I wish to write a regex that will match strings with numbers.
I have the following regular expression which kind of works:
[a-z0-9]*([a-z]+[0-9]+)+[a-z0-9]*
results:
abc1234aa121aaa //Matches
abc123 //Matches
12abc123sd12 //Matches
abcaaaaaa //Does not match
ab12b12b12b2321b3 //Matches
ab12b12b12b2321b //Matches
1abc1234aa121aaa //Matches
v2 //Matches
but it doesn't work if I wanted to match strings with length 5 or greater
([a-z0-9]*([a-z]+[0-9]+)+[a-z0-9]*){5,}
(?=\w{5,})\w*[0-9]+\w*
This should help you. This regex matches any string of word characters (That's the \w*[0-9]+\w*, where \w is shorthand for [a-zA-Z0-9_])
At the beginning, there is a positive lookahead which asserts that there are at least 5 word characters in a row in the match.
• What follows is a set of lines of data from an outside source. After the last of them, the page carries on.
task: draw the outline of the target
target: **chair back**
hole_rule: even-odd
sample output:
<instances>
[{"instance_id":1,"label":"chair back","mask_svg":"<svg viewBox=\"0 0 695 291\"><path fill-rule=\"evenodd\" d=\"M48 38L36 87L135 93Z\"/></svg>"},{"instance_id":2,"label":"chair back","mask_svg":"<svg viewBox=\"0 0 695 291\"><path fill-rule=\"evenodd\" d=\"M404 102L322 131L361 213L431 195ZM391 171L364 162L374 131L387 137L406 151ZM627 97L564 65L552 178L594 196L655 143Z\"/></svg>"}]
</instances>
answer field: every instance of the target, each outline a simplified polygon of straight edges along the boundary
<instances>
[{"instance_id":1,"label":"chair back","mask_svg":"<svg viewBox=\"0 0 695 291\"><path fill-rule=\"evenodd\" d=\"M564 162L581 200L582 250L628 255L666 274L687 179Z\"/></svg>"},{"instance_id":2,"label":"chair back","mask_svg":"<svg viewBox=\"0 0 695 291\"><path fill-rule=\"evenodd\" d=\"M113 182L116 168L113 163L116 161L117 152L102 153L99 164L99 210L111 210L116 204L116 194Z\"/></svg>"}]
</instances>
This way, any less than 5 characters in the word will fail the lookahead.
In the first pattern v2
matches but as you have a fixed order [az]+[0-9]+
then 2v
would for example not match.
As you use a quantifier {5,}
in the second pattern and use [az]+[0-9]+
the minimum length would be at least 10.
If you want to match a string with alphabets AND numbers with length greater than n
so only digits should not match, you could use:
\b(?=[a-z0-9]{5,})(?=[a-z0-9]*[a-z])[a-z0-9]*[0-9][a-z0-9]*\b
\b
Word boundary (?=[a-z0-9]{5,})
Assert 5 or more times a char az or a digit 0-9 (?=[a-z0-9]*[az])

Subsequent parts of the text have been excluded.